In her 1914 autobiography, renowned suffragette leader Emmeline Pankhurst wrote “Men make the moral code and they expect women to accept it. They have decided that it is entirely right and proper for men to fight for their liberties and their rights, but that it is not right and proper for women to fight for theirs.” But, just as Pankhurst fought for her rights despite that sentiment, many women around the world today are fighting for theirs, as part of the sweeping global movement spearheaded by women standing against sexual harassment in recent months.
On Tuesday, the U.K. marks the 100th anniversary of British women gaining the right to vote. While it may seem like distant history, the centenary is a cause for both celebration and reflection on the parallels between international women’s movements of the past and of the present.
Here are three lessons of that century-old fight that still apply today:
Protest is powerful
The passage of the Representation of the People Act in 1918 only allowed certain women over the age of 30 to vote, which applied to 40% of women across the country, amounting to some 8.5 million people. Yet years of groundwork had gone into this achievement, with the power of the protest playing a crucial role.
As the 2015 film Suffragette depicts, women turned to militant-style tactics to attract attention to their cause. While the National Union of Women’s Suffrage Societies faction used peaceful methods, the Women’s Social and Political Union held firmly the belief in “deeds, not words.” These protest tactics were most commonly used in the years leading up to the First World War, when suffragettes went on hunger strikes, chained themselves to railings and heckled government meetings.
“There are some parallels between that period and now in the sense that women are saying ‘enough is enough,'” says Nicoletta Gullace, Professor of History at the University of New Hampshire.

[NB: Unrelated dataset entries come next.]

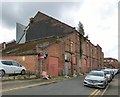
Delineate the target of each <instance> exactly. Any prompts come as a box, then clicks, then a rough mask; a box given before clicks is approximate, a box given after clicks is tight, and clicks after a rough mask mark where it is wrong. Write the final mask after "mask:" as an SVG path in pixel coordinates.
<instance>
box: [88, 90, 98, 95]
mask: <svg viewBox="0 0 120 97" xmlns="http://www.w3.org/2000/svg"><path fill="white" fill-rule="evenodd" d="M97 92H98V89H95V90H94V91H93V92H92V93H91V94H90V95H89V97H91V96H93V95H94V94H95V93H97Z"/></svg>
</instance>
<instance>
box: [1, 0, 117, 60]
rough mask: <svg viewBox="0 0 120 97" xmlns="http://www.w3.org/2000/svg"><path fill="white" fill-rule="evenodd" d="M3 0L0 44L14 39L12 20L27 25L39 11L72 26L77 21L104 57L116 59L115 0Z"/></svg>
mask: <svg viewBox="0 0 120 97" xmlns="http://www.w3.org/2000/svg"><path fill="white" fill-rule="evenodd" d="M5 1H6V2H2V6H1V2H0V10H1V12H2V13H1V15H0V43H1V42H4V41H5V42H8V41H11V40H12V39H16V22H18V23H21V24H23V25H27V24H28V23H29V18H31V17H34V16H35V15H36V13H37V12H38V11H41V12H43V13H45V14H47V15H49V16H51V17H53V18H56V19H58V20H60V21H61V22H64V23H66V24H68V25H70V26H72V27H77V26H78V22H79V21H81V22H82V23H83V26H84V30H85V35H88V36H89V39H90V41H91V42H92V43H93V44H94V45H97V44H99V45H100V46H101V47H102V50H103V52H104V54H105V57H107V56H108V57H115V58H118V1H119V0H64V1H62V2H60V1H61V0H52V1H51V0H50V1H51V2H50V1H49V2H46V0H44V1H45V2H44V3H43V2H42V1H43V0H35V1H33V0H31V2H30V1H29V2H25V1H26V0H10V1H12V2H9V0H5ZM7 1H8V2H7ZM15 1H16V2H15ZM27 1H28V0H27ZM36 1H38V2H36ZM40 1H41V2H40ZM47 1H48V0H47ZM69 1H71V2H69ZM1 20H2V24H1ZM1 25H2V27H1ZM4 36H5V37H4Z"/></svg>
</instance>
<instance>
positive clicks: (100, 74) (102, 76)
mask: <svg viewBox="0 0 120 97" xmlns="http://www.w3.org/2000/svg"><path fill="white" fill-rule="evenodd" d="M89 75H92V76H100V77H103V73H101V72H90V73H89Z"/></svg>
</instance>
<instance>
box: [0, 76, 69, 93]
mask: <svg viewBox="0 0 120 97" xmlns="http://www.w3.org/2000/svg"><path fill="white" fill-rule="evenodd" d="M67 79H71V78H65V77H55V78H52V79H49V80H47V79H41V78H38V79H31V80H12V81H1V84H0V86H1V87H2V88H1V89H0V92H7V91H10V90H17V89H22V88H29V87H34V86H41V85H48V84H51V83H57V82H60V81H63V80H67Z"/></svg>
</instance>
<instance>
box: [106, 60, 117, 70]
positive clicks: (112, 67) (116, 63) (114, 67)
mask: <svg viewBox="0 0 120 97" xmlns="http://www.w3.org/2000/svg"><path fill="white" fill-rule="evenodd" d="M104 67H109V68H118V60H117V59H115V58H104Z"/></svg>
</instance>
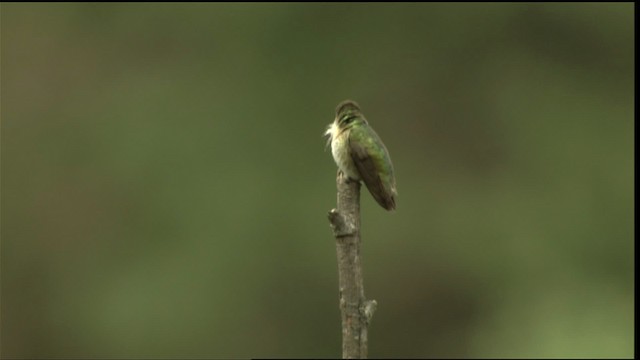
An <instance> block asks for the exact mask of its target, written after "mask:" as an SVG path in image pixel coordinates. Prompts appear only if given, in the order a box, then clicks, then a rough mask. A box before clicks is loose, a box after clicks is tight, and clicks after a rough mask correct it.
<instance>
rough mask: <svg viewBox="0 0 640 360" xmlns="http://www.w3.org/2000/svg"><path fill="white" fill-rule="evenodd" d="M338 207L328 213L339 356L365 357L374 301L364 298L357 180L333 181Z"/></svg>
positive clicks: (359, 357)
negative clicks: (333, 260)
mask: <svg viewBox="0 0 640 360" xmlns="http://www.w3.org/2000/svg"><path fill="white" fill-rule="evenodd" d="M336 183H337V187H338V207H337V209H333V210H331V211H330V212H329V222H330V224H331V228H332V229H333V234H334V236H335V238H336V249H337V255H338V276H339V281H338V283H339V288H340V289H339V290H340V312H341V315H342V358H343V359H366V358H367V347H368V337H367V328H368V325H369V322H370V321H371V317H372V316H373V312H374V311H375V309H376V306H377V303H376V301H375V300H366V298H365V296H364V286H363V281H362V262H361V257H360V244H361V241H360V183H359V182H357V181H353V180H349V179H348V178H347V177H346V176H343V175H342V174H339V175H338V178H337V180H336Z"/></svg>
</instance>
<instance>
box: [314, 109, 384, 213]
mask: <svg viewBox="0 0 640 360" xmlns="http://www.w3.org/2000/svg"><path fill="white" fill-rule="evenodd" d="M326 134H327V135H329V136H330V139H329V140H330V141H331V150H332V153H333V158H334V160H335V161H336V164H337V165H338V168H339V169H340V170H341V171H342V172H343V173H344V174H345V175H347V176H348V177H349V178H351V179H354V180H362V181H363V182H364V183H365V185H366V186H367V189H368V190H369V192H370V193H371V195H372V196H373V198H374V199H376V201H377V202H378V204H380V206H382V207H383V208H385V209H387V210H393V209H395V207H396V203H395V196H396V195H397V191H396V181H395V177H394V174H393V164H392V163H391V157H390V156H389V152H388V151H387V148H386V147H385V146H384V143H383V142H382V140H381V139H380V137H379V136H378V134H376V132H375V131H374V130H373V128H371V126H369V123H368V122H367V120H366V119H365V118H364V115H362V113H361V112H360V107H359V106H358V104H356V103H355V102H353V101H351V100H346V101H343V102H342V103H340V104H339V105H338V107H337V108H336V118H335V120H334V122H333V124H331V125H330V126H329V129H328V130H327V132H326Z"/></svg>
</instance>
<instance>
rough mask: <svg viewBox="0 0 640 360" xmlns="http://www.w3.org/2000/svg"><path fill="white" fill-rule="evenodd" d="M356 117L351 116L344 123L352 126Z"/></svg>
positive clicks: (355, 118)
mask: <svg viewBox="0 0 640 360" xmlns="http://www.w3.org/2000/svg"><path fill="white" fill-rule="evenodd" d="M355 119H356V117H355V116H349V117H348V118H346V119H344V120H343V122H344V123H345V125H346V124H350V123H351V122H352V121H353V120H355Z"/></svg>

On Black Friday, as Nov. 18, 1910, became known, suffragettes rushed the House of Commons but were brutally pushed back by police. The clashes lasted for six hours, with some reports suggesting police used sexual violence against demonstrators.
Another key moment in the suffragette movement came when Emily Wilding Davison fatally stepped out in front of the King’s horse at the Epsom Derby in 1913. Davison’s funeral procession attracted huge crowds of suffragettes in London, and brought their cause to the world’s attention. Gullace tells TIME that these marches bear similarity with the women’s protest marches of today in the era of President Donald Trump, with banners and hats serving as “sartorial markers that unmistakably link that pre-war moment to the anti sexual assault protests we see now.”
A movement can be global
Both the women’s suffrage movement and the current #MeToo and Time’s Up movements have taken on global dimensions, and just as the reckoning against sexual harassment has been expressed differently in countries across the world, the international women’s suffrage movement was similarly nuanced.
Conversation in recent years has turned to the diversity of the British suffragette movement, particularly in terms of race and sexuality. Sumita Mukherjee, a historian of the British Empire and Indian subcontinent, tells TIME that Indian women were actively involved in the British movement, and would go on to play significant roles in the Indian suffrage movement. British women post-1918 did start looking outward and thinking about suffrage around the world, but Mukherjee says that this must be taken in context with the “complicated history around imperialism and the objectification of women of color in the movement.”
Certainly, British women were not in isolation in their fight for the vote; women across the Commonwealth, Asia and the United States also faced parallel challenges. The exchange of ideas between women’s suffrage activists on an international level were facilitated by forums such as the Paris Peace Conference and the International Women’s Suffrage Alliance, which held regular conferences and was founded by British suffragist Millicent Garrett Fawcett along with others.
The fight continues
Women’s right to vote in the U.K., granted by the 1918 Act, also enabled them to run for political office for the first time. A century later, as TIME recently reported, a record number of women are currently running for office in the U.S., politically energized since Trump’s election in 2016.
“The legacy of the right to vote is not just the fight for political equality, but it’s connected to so many issues around the world such as violence against women and girls and the gender pay gap,” says Mukherjee, on the importance of political representation.
Women’s suffrage leaders drummed up mass support without the use of social media enjoyed by campaigners today. The similarity between the two lies in their emphasis on solidarity.
“The suffrage campaign was a long campaign, taking 52 years from 1866 to 1918, because it was ultimately about changing people’s attitudes about women,” says Gillian Murphy, Curator for Equality, Rights and Citizenship, and who looks after the Women’s Library collection at the London School of Economics Library. “This is something that we are still dealing with today if we think about the whole issue of violence against women and what is and what is not acceptable behavior.”
As this milestone anniversary is commemorated, women the world over are still facing a lack of political representation, as well as other social and economic inequalities. A century on, the words of Emmeline Pankhurst remain strikingly relevant: “We are here, not because we are law-breakers; we are here in our efforts to become law-makers.”